Помимо того что, встретившись с прима-артистами фехтования, кое-кто из наших, мягко говоря, струсил, выиграть им мешали еще и судьи. При всех сомнительных фразах арбитры оказывались на стороне именитых. К нашим же неизменно проявляли жесткость и недоверие. С другой стороны, советские фехтовальщики весьма приблизительно ориентировались в международном судействе. И там, где порой им чудились судейские ошибки, на самом деле ошибались они сами. Короче, все было непривычно, не так, как дома. Наконец, нашим была просто незнакома атмосфера большого международного турнира, незнакомо ощущение олимпийского помоста под ногами.

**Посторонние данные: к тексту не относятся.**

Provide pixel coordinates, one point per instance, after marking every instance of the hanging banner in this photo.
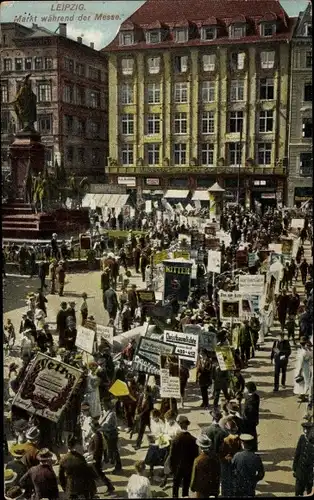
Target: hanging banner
(214, 261)
(186, 344)
(85, 339)
(47, 387)
(169, 376)
(177, 278)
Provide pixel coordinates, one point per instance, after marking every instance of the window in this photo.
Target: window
(126, 93)
(181, 92)
(127, 66)
(209, 62)
(208, 122)
(208, 154)
(153, 93)
(308, 59)
(181, 35)
(4, 92)
(68, 124)
(38, 63)
(267, 59)
(48, 63)
(69, 154)
(179, 154)
(235, 121)
(44, 123)
(153, 64)
(307, 128)
(234, 153)
(44, 92)
(237, 31)
(153, 154)
(180, 123)
(28, 63)
(237, 90)
(208, 91)
(19, 64)
(266, 121)
(126, 38)
(237, 60)
(268, 29)
(80, 95)
(307, 92)
(153, 124)
(127, 154)
(153, 36)
(306, 164)
(209, 33)
(127, 124)
(264, 153)
(94, 100)
(7, 65)
(68, 93)
(69, 64)
(266, 91)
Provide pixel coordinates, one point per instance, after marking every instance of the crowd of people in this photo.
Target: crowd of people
(223, 458)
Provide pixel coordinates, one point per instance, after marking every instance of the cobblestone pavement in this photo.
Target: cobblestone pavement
(280, 414)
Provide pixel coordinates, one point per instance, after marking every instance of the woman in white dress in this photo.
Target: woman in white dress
(304, 369)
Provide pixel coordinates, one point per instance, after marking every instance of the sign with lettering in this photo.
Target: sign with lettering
(47, 387)
(186, 344)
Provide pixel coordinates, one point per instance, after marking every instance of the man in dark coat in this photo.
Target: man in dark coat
(75, 476)
(303, 460)
(251, 413)
(111, 302)
(280, 353)
(247, 469)
(183, 452)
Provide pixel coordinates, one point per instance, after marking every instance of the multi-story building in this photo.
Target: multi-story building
(301, 118)
(70, 80)
(198, 94)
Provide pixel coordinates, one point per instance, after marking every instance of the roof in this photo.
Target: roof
(175, 13)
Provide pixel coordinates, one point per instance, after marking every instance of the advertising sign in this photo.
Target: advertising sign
(47, 387)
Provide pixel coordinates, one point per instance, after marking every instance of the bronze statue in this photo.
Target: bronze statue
(25, 105)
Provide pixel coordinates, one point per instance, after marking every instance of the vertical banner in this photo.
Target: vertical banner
(169, 376)
(177, 280)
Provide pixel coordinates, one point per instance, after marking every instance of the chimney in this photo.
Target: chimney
(63, 29)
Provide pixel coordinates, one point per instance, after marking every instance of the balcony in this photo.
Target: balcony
(193, 170)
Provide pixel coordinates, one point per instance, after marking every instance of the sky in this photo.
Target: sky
(89, 19)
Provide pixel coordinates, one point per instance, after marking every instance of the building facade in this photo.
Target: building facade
(301, 119)
(70, 80)
(199, 93)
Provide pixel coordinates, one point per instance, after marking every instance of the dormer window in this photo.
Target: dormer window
(268, 29)
(181, 35)
(126, 38)
(153, 36)
(237, 30)
(209, 33)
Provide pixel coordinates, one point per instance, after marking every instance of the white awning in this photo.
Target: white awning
(177, 193)
(200, 196)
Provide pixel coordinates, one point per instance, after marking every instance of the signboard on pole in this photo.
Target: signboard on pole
(186, 344)
(85, 339)
(47, 387)
(169, 376)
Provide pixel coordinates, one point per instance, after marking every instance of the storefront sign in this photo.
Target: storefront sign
(47, 387)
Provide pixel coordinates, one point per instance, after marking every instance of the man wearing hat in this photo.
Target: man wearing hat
(303, 460)
(183, 452)
(44, 480)
(206, 470)
(247, 469)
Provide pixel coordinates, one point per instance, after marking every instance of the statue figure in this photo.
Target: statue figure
(25, 105)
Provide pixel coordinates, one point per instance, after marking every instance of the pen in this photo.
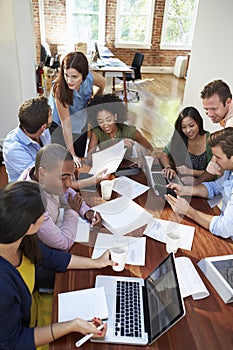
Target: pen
(94, 217)
(87, 337)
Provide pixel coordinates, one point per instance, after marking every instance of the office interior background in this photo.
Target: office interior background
(20, 39)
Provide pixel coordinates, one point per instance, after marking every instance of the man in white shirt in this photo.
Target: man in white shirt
(221, 143)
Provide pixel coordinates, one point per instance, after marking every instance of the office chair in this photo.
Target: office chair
(136, 72)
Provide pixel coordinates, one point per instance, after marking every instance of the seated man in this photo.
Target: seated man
(21, 144)
(221, 143)
(54, 169)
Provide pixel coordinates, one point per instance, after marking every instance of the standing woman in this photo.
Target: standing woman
(25, 314)
(68, 99)
(188, 152)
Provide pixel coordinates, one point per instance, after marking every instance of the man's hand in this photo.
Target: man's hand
(76, 202)
(179, 205)
(93, 217)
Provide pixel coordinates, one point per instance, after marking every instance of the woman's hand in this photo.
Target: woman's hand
(86, 327)
(179, 205)
(128, 143)
(93, 217)
(169, 172)
(104, 260)
(77, 162)
(183, 170)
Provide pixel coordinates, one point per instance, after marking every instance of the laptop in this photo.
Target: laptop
(156, 179)
(150, 307)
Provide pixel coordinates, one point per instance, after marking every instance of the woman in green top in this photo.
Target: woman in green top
(188, 152)
(107, 115)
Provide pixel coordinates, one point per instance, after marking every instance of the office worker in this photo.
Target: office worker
(68, 99)
(217, 102)
(221, 143)
(107, 115)
(21, 215)
(22, 143)
(54, 170)
(188, 152)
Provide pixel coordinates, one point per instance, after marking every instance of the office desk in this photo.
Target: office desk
(115, 71)
(208, 323)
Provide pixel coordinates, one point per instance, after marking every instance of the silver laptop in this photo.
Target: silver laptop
(156, 179)
(140, 311)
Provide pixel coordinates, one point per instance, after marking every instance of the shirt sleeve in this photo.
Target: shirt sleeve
(59, 236)
(13, 333)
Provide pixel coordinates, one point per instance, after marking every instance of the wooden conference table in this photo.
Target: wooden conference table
(208, 323)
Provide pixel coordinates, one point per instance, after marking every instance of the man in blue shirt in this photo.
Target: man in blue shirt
(22, 144)
(221, 143)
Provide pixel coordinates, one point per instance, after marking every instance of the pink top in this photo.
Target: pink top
(59, 228)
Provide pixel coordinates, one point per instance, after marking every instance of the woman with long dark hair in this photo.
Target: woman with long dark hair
(22, 323)
(68, 99)
(188, 153)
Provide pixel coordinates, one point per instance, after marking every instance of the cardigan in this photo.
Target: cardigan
(15, 300)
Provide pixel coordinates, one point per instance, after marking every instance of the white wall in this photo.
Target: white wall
(17, 60)
(212, 52)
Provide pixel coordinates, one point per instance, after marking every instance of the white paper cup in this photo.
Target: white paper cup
(150, 161)
(106, 189)
(119, 255)
(172, 242)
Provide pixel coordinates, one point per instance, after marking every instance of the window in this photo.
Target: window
(178, 24)
(134, 23)
(86, 21)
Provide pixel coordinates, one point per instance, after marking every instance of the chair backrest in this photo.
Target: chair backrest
(137, 63)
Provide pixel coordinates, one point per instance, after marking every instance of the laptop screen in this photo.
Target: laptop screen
(165, 303)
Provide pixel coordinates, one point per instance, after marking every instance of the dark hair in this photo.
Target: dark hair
(109, 102)
(21, 205)
(218, 87)
(78, 61)
(224, 139)
(49, 155)
(179, 140)
(33, 114)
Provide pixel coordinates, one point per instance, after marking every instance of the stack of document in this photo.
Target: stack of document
(121, 215)
(108, 159)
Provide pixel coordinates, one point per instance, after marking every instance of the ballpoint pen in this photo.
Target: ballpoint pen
(94, 217)
(87, 337)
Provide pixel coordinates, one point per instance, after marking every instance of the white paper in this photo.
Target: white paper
(83, 230)
(128, 187)
(189, 280)
(85, 303)
(121, 215)
(157, 229)
(109, 159)
(136, 247)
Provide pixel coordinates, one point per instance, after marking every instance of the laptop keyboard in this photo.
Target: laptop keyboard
(159, 179)
(128, 313)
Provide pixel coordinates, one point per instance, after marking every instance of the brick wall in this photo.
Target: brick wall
(55, 29)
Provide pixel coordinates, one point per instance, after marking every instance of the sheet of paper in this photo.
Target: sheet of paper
(85, 303)
(157, 229)
(136, 247)
(189, 280)
(109, 159)
(128, 187)
(83, 230)
(122, 215)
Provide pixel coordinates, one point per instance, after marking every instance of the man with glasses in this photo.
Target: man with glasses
(22, 144)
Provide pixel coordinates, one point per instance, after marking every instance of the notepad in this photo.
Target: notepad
(122, 215)
(85, 304)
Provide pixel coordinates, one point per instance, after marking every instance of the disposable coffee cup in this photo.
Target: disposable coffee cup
(106, 189)
(150, 161)
(119, 255)
(172, 242)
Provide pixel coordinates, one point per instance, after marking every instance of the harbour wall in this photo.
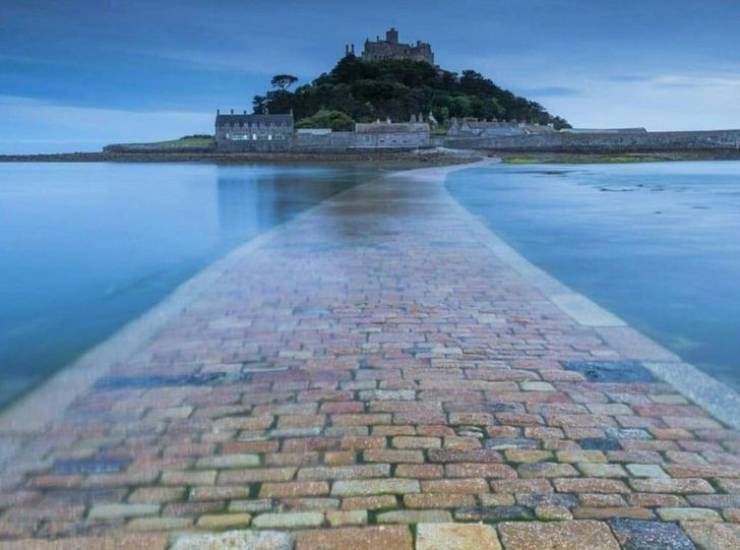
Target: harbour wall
(716, 140)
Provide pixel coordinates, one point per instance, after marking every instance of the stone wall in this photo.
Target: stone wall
(605, 142)
(331, 142)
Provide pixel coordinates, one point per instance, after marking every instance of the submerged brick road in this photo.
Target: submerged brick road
(372, 376)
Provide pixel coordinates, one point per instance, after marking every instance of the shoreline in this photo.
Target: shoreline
(424, 157)
(38, 408)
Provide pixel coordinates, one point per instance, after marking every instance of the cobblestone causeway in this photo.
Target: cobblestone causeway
(373, 376)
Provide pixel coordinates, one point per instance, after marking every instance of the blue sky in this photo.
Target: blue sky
(77, 74)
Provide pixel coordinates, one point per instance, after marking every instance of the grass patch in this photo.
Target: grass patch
(195, 141)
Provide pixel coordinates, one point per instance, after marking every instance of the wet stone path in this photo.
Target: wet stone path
(372, 376)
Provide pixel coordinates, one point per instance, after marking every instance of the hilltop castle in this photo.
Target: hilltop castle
(391, 48)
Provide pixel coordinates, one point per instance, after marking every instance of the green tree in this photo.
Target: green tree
(398, 89)
(283, 81)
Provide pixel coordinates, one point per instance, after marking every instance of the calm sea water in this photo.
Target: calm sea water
(84, 248)
(658, 244)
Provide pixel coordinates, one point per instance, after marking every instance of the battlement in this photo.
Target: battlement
(391, 48)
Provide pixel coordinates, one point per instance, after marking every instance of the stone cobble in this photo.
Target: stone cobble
(375, 376)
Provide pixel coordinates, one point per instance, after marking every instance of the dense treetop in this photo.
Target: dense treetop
(396, 89)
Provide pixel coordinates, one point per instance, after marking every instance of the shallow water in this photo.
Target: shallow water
(658, 244)
(84, 248)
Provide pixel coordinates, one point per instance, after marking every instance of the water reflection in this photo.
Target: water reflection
(658, 244)
(84, 248)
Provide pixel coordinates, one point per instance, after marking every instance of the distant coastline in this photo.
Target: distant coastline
(424, 157)
(429, 157)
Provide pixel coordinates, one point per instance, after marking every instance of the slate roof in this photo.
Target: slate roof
(242, 119)
(393, 128)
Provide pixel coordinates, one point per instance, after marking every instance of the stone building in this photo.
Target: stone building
(253, 128)
(392, 135)
(391, 48)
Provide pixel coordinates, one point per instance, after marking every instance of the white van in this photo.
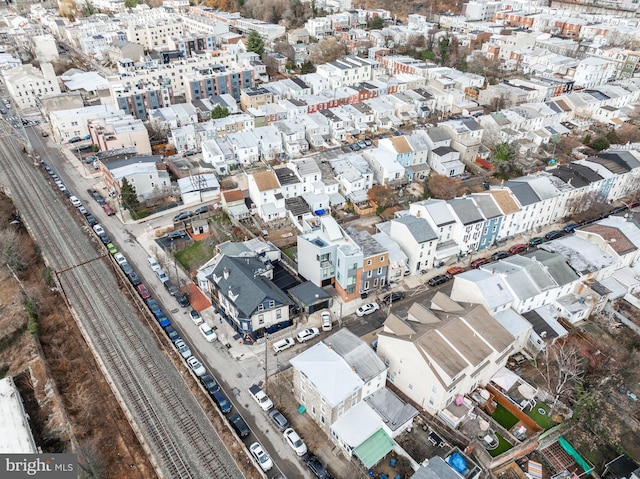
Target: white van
(283, 344)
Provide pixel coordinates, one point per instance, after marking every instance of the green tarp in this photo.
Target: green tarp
(371, 451)
(586, 467)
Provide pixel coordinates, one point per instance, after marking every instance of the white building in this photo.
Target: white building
(26, 84)
(442, 352)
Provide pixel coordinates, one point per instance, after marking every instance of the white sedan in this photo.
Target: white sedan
(367, 309)
(208, 333)
(307, 334)
(295, 442)
(196, 366)
(261, 456)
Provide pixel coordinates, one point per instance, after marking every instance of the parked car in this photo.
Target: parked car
(201, 210)
(208, 333)
(393, 297)
(180, 234)
(171, 287)
(195, 317)
(307, 334)
(196, 366)
(143, 291)
(326, 320)
(182, 299)
(476, 263)
(120, 259)
(209, 383)
(316, 467)
(438, 280)
(498, 255)
(222, 402)
(172, 333)
(451, 272)
(182, 216)
(264, 461)
(536, 240)
(283, 344)
(295, 442)
(162, 276)
(555, 234)
(238, 424)
(153, 263)
(518, 248)
(133, 277)
(183, 349)
(367, 309)
(278, 419)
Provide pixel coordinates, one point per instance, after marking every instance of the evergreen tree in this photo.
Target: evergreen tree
(129, 195)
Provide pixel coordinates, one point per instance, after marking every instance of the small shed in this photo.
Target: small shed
(310, 297)
(199, 226)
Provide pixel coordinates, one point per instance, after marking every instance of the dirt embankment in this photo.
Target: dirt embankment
(70, 405)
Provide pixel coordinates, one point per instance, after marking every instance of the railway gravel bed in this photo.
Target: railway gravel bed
(168, 420)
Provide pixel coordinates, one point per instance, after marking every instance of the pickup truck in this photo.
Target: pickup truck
(261, 398)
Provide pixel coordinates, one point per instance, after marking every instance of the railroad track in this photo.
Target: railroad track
(167, 418)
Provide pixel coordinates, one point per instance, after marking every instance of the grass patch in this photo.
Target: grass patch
(503, 446)
(195, 255)
(290, 252)
(32, 323)
(542, 420)
(138, 215)
(503, 417)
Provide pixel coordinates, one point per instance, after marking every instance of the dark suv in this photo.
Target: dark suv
(314, 464)
(392, 297)
(554, 234)
(438, 280)
(498, 255)
(239, 425)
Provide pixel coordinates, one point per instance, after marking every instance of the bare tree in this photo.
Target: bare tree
(561, 366)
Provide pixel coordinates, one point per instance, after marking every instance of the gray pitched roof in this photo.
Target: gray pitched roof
(245, 281)
(356, 353)
(418, 227)
(523, 192)
(466, 210)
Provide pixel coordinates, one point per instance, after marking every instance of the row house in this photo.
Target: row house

Бесспорно, в фехтовании многое к тому времени устарело, и это было видно Виталию Андреевичу уже тогда, но, чтобы сказать свое, новое, слово, необходимо было повариться в гуще мирового фехтования, познать, уже утвердившийся международный уровень и лишь затем попытаться подняться выше. «Чтобы это осознать, нам нужно было пройти через „провал в Хельсинки“, – говорит Виталий Андреевич.-Нас тогда зверски ругали, критиковали. И поделом. (Впрочем, зверски – это с нашей точки зрения, ибо критика фехтовальщиков не идет ни в какое сравнение с тем, как поступили с футболистами, с Борисом…) Признаться, одно время мы чувствовали себя очень скверно и одиноко. Но в конечном счете выстояли. И тут большую помощь на совместных сборах нам оказали венгры. Кроме того, мы начали выезжать на международные турниры – так сказать, на ощупь пробовать западноевропейское фехтование и, в общем, довольно быстро освоились в нем, а затем стали и обгонять.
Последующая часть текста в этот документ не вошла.